Não devemos compreender o tempo vulgarmente a partir da “sucessão infinita” porque isso significaria estabelecer uma base de apoio para estabelecer o tempo presente, passado e futuro. Assim “espacializamos um momento” e, então, representamos “em vez de o pensarmos”39. Como pensar filosoficamente a questão do tempo para não ser tomado pela compreensão vulgar de tempo como sucessão infinita?

O eterno, pelo contrário, é o presente. Pensado, o eterno é o presente como sucessão abolida (o tempo era a sucessão que passa). Para a representação, ele é uma progressão, porém progressão que não sai do lugar, porque o eterno para a imaginação é o presente infinitamente pleno de conteúdo. No eterno, por sua vez, não se encontra separação do passado e do futuro, porque o presente é posto como sucessão abolida40.

Pensado, quer dizer, compreendendo a questão do tempo filosoficamente, não prevalece a sucessão infinita, mas a sucessão abolida. O eterno é a plenitude do tempo. Pensado, o eterno é o presente sem que haja separação entre passado e futuro. O instante é este conceito ambíguo em que atravessa, toca o eterno no tempo e engendra a temporalidade41. Vimos que é o espírito quem sustenta e, portanto, estabelece a síntese do anímico e do somático, “[...] mas o espírito é eterno, e por isso a síntese só ocorre quando o espírito põe a primeira síntese junto com a segunda, a do temporal e do eterno”42. Na primeira síntese a possibilidade da liberdade é a possiblidade do espírito manifestando-se como angústia. Na segunda síntese a possibilidade da liberdade é a possibilidade do eterno revelando o futuro como angústia. Com a temporalidade “o pecado é posto, a temporalidade passa a ser pecaminosidade”43. Com a pecaminosidade a situação muda em relação ao estado de inocência. Nas anotações, em seu Diário, sobre O Conceito de Angústia, Kierkegaard escreve:

O exposto aqui também poderia ir no capítulo 1, porém assinalei este lugar precisamente porque só em razão do pecado existe, em sentido próprio, o tempo (assim como em sentido inverso, só em razão da reconciliação se cumpre o tempo). Daqui que a inocência em sentido próprio não exista44.

Após a análise do sentido filosófico do tempo vinculado a constituição mesma do homem, passa a analisar a modernidade filosófica, a falta de espírito (§ 1), passando pela questão do destino, com os gregos (§ 2), e concluindo o Caput. III, em seu terceiro parágrafo (§ 3), com a análise da culpa no judaísmo. Tanto no § 2, quanto no § 3 Vigilius/Kierkegaard discute a questão do gênio no interior do cristianismo. É genial, na análise do gênio, dentro do cristianismo, ele não aparecer como estando determinado pelo espírito!

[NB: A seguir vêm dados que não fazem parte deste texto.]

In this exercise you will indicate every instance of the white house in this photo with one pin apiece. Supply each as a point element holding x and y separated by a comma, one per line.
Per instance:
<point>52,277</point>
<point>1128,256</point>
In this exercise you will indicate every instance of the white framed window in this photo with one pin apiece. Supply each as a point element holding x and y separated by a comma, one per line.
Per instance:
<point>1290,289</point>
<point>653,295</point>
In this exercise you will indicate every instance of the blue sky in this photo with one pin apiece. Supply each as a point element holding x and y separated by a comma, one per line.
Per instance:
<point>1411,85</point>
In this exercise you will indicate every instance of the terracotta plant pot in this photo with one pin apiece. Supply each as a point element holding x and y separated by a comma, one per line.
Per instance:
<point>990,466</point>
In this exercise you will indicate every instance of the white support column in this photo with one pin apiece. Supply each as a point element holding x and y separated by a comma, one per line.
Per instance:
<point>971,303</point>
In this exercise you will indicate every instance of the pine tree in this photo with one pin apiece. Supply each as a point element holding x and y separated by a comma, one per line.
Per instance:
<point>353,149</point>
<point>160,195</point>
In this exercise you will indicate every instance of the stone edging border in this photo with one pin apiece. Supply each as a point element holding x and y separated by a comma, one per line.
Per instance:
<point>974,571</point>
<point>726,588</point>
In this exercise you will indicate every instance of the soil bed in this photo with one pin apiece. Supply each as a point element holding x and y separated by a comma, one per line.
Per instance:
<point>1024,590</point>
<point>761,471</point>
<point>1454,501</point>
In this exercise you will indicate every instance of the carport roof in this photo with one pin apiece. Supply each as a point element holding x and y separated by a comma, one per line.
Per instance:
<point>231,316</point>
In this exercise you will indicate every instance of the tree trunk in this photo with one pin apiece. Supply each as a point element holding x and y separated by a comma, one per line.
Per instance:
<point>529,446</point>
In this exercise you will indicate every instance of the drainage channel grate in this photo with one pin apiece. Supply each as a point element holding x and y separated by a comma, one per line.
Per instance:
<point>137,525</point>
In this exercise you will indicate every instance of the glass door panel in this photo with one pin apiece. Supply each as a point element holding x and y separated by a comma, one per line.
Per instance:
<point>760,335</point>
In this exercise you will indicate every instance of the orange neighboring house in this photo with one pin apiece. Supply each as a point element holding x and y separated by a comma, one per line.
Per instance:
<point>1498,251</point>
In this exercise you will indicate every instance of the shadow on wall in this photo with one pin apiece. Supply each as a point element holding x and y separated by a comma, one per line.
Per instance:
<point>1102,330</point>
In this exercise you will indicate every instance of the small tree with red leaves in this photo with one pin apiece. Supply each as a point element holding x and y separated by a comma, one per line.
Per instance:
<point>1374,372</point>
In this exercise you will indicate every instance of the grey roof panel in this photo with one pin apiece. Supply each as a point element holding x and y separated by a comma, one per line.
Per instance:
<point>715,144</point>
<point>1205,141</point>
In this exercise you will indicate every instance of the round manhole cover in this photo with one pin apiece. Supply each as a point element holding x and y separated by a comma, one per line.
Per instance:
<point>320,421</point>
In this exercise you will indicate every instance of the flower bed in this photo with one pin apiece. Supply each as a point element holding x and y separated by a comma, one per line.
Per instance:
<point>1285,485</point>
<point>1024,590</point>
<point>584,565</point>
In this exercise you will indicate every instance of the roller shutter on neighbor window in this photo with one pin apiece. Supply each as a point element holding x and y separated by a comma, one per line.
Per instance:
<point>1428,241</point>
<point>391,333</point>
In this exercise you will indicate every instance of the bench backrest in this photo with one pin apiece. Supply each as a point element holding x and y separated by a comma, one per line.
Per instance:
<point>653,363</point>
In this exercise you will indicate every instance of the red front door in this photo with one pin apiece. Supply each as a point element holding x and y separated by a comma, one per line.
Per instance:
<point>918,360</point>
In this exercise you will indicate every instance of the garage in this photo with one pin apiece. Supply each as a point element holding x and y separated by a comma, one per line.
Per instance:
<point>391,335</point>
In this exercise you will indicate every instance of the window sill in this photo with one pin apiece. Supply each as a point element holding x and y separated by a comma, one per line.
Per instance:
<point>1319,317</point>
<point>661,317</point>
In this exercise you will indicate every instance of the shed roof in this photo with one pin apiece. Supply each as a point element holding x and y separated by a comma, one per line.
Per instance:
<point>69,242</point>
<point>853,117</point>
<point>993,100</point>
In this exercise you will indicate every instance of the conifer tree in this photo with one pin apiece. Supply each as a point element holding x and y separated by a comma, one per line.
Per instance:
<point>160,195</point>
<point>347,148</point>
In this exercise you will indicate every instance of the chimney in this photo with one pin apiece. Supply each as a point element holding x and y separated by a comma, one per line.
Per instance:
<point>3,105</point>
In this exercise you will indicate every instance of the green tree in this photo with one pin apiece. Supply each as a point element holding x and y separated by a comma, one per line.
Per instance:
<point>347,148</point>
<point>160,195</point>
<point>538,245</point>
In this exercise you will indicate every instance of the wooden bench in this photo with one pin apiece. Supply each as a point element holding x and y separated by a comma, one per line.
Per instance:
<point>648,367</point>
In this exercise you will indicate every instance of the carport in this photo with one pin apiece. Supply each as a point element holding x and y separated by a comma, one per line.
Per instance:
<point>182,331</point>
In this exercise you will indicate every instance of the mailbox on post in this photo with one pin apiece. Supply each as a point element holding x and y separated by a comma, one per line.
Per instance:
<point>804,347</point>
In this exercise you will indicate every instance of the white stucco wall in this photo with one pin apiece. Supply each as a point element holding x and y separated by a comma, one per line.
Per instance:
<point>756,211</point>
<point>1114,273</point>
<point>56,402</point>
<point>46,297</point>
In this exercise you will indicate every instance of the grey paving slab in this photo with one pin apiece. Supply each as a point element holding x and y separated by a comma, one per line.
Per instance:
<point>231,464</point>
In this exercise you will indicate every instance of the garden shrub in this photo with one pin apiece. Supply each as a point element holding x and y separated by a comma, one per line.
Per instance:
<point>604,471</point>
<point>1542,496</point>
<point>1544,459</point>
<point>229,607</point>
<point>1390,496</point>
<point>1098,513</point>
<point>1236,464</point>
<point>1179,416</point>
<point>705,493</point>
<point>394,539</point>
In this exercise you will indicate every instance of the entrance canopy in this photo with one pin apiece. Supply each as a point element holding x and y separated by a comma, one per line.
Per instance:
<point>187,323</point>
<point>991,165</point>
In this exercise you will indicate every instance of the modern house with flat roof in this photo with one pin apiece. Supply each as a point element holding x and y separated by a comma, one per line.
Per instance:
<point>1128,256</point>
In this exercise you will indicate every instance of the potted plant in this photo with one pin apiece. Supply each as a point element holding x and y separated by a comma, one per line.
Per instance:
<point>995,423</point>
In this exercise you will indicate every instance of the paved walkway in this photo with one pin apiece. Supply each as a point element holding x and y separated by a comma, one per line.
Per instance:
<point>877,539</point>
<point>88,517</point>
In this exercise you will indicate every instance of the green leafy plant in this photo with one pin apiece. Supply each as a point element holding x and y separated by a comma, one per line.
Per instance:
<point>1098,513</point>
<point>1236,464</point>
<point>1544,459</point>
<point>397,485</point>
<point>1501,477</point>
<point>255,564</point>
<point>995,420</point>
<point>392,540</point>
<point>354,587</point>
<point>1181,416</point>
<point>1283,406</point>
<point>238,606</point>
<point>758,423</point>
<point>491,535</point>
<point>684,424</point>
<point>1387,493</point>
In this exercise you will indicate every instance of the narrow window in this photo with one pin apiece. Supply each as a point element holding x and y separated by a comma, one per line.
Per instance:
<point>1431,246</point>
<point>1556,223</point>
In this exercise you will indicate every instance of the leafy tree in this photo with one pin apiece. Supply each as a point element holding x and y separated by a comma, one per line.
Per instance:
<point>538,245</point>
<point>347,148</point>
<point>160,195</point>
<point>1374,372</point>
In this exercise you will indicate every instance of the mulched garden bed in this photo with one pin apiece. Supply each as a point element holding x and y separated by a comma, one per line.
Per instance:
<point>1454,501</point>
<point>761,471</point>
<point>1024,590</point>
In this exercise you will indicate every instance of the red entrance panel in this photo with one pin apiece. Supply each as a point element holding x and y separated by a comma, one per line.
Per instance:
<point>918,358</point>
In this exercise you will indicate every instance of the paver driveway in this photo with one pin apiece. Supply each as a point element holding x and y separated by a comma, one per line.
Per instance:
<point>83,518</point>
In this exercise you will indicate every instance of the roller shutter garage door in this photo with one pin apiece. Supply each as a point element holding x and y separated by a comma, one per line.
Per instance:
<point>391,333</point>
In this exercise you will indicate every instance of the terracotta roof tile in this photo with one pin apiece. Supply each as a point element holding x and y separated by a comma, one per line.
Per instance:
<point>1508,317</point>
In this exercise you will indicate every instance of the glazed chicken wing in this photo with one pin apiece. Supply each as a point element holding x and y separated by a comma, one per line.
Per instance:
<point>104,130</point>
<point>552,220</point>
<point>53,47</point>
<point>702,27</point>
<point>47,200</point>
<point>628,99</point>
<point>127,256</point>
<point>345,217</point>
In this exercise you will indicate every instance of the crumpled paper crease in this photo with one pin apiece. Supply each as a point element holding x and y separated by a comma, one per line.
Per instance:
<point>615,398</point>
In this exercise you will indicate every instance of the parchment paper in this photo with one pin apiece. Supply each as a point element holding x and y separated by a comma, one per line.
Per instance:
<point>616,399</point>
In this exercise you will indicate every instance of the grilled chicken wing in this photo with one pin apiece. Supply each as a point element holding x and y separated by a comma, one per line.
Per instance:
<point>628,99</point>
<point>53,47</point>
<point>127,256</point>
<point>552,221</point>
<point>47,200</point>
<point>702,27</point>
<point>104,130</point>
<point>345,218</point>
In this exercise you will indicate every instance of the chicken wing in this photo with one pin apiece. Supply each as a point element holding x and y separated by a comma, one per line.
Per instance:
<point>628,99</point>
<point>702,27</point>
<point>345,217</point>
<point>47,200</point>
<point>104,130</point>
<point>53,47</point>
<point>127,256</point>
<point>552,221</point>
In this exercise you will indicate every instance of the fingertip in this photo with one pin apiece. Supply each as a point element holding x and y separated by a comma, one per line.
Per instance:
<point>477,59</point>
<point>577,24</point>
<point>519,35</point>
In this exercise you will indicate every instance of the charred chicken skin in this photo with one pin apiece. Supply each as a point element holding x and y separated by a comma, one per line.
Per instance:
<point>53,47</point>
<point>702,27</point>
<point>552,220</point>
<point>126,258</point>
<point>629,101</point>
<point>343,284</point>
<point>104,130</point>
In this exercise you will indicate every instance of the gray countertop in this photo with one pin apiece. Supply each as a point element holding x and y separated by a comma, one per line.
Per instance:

Estamos, pois, no tempo do cristianismo. O fenômeno da falta de espírito é, pois, paganismo cristão. Só com o cristianismo o homem conheceu o pecado. O grego não atingiu a profundidade do pecado muito embora essa inconsciência seja ela mesmo pecado. No primeiro parágrafo gramatical do § 1 do Caput III, Vigilius/Kierkegaard conclui o parágrafo: “Este estado, não é, entretanto, o estado da inocência, mas sim, do ponto de vista do espírito, justamente o da pecaminosidade”45. A inocência é caracterizada por Kierkegaard como ignorância. Aqui, na angústia da falta de espírito, existe um saber que, porém, não tem a força do espírito. Este fenômeno é muito semelhante à crítica que Schopenhauer e Nietzsche faziam em relação a erudição. A falta de espírito, ou a-espiritualidade, conhece muito, mas esse saber não se conserva na forma do espírito e, por isso, tem odor fétido de dissimulação, de algo artificial. Tem algo de imitação dissimulada, não proveniente de uma conquista própria. Um saber que tem origem do espírito, mas não é comunicado com o mesmo espírito! Vem à memória a analogia que Schopenhauer faz dos eruditos com a peruca por se rejubilarem de algo que não lhes é próprio, sem raiz, sem espírito, sem fundamento:

A peruca é o símbolo bem escolhido do puro erudito enquanto tal. Adorna a cabeça com uma boa quantidade de cabelo alheio, por falta de próprio, da mesma forma a erudição consiste em equipar-se de uma grande quantidade de pensamentos alheios que, por suposto, não ficam nem tão bem nem tão naturais46.

A angústia da falta de espírito é “o paganismo no interior do cristianismo”47. É o paganismo cristão que, não obstante, se julga como autêntico cristianismo. Servindo-se, inclusive, de todo conhecimento e estruturas institucionais cristãs! É preciso separar o paganismo do paganismo cristão. Aqui, na angústia da falta de espírito, é um fenômeno genuinamente pagão dentro do cristianismo. É, portanto, vida de pecado. Não está determinado pelo espírito, pelo eterno, e, assim, uma vida que não apropriou o eterno no tempo, no instante. Vive o instante de fugacidade, da abstração do eterno e do tempo. O pecado está em justamente conhecer o espírito, mas não corresponder existencialmente ao espírito. Vigilius/Kierkegaard cita inclusive a Carta de Paulo aos Efésios: “os que perderam toda sensibilidade” (Ef 4,19). Falta de espírito é a-espiritualidade, a insipidez espiritual, uma carência ou falta de espírito que precisa ser bem compreendida para diferenciá-la da ausência de espírito no paganismo, como já visto, ao diferenciarmos o paganismo do paganismo cristão.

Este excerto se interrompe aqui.